Meeting these challenges requires economic growth of at least 1.5% to 2% per year. That is the minimum level to keep pace with rising expenditure, but leaves no room for improvement in our purchasing power, better social services and further investment for the future. However, projections by the Netherlands Bureau for Economic Policy Analysis (CPB) show that the Dutch economy will grow by only 0.9% per year in the medium term. Achieving the additional growth needed is not easy. To do so, at least EUR 151 to 187 billion in additional, largely private investment will be needed up to 2035. This investment challenge is central to this report: without this boost, our future (broad-based) prosperity will decline.
International developments are making this challenge even more acute. The United States and China are rapidly increasing their lead in critical technologies. While they are investing heavily in technological self-sufficiency and dominance in critical technologies such as artificial intelligence (AI), semiconductors, drones and biotechnology, the Netherlands is falling further behind. The gap in investment by large European and American companies has grown from 36% to 76% in seven years, to EUR 700 billion per year.
Mario Draghi sounded the alarm last year about Europe's competitiveness. The following two chapters show that the situation in the Netherlands is also critical. For our future prosperity, it is absolutely essential that we pursue economic growth and increase our strategic relevance. This is not an abstract goal, but a precondition for keeping the Netherlands a prosperous, safe and liveable country in the future.
The Netherlands finds itself at a decisive moment in its economic development. In order to fund our societal transitions, we must generate at least 1.5% to 2% economic growth. The key to this growth lies in rising labour productivity, which requires at least EUR 151 to 187 billion in productivity-enhancing investments. By directing these investments towards socially important domains, everyone can benefit.

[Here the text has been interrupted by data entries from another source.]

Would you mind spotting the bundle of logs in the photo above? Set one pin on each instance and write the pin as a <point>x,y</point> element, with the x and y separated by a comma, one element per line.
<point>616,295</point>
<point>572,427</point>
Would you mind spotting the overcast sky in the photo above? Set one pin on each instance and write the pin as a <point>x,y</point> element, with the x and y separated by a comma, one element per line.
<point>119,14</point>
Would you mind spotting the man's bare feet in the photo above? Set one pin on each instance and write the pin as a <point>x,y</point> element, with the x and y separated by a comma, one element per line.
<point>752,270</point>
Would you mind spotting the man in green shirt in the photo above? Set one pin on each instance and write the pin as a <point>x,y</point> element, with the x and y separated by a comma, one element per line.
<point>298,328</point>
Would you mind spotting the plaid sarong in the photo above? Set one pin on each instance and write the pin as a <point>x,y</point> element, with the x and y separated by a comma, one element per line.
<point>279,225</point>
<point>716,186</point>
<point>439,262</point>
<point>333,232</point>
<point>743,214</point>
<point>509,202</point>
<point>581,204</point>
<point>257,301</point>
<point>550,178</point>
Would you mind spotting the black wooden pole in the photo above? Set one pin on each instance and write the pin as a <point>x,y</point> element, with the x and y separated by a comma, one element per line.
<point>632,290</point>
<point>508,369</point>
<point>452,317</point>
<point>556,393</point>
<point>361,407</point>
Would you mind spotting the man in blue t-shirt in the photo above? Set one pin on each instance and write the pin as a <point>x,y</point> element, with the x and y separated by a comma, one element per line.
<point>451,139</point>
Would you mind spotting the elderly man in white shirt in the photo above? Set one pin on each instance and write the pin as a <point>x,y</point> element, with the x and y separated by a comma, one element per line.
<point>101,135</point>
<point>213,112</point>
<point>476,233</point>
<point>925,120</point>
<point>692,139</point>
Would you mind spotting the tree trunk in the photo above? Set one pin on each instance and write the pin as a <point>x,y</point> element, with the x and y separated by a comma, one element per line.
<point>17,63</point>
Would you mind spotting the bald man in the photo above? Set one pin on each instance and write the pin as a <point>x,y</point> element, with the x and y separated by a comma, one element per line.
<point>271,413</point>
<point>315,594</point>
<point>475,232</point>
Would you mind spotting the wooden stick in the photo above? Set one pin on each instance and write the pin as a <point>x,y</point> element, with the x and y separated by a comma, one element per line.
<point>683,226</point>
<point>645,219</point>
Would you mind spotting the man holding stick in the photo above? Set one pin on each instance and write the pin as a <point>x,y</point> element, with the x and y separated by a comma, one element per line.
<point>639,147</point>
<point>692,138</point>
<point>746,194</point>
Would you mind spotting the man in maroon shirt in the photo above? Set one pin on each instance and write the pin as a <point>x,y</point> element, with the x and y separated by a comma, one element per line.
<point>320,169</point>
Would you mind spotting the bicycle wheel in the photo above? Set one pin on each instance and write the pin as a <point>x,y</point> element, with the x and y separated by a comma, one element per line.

"If you don't count technologically, you don't sit at the table - and if you don't sit at the table, you're on the menu."
- Peter Wennink
The Netherlands and Europe are rapidly falling behind China and the US technologically. To remain strategically relevant, the Netherlands must build technological niche positions in four domains: digitalisation and AI, security and resilience, energy and climate technology, and life sciences and biotechnology. This requires significantly higher R&D investments and a much more effective translation of scientific knowledge into commercial applications and scalable businesses.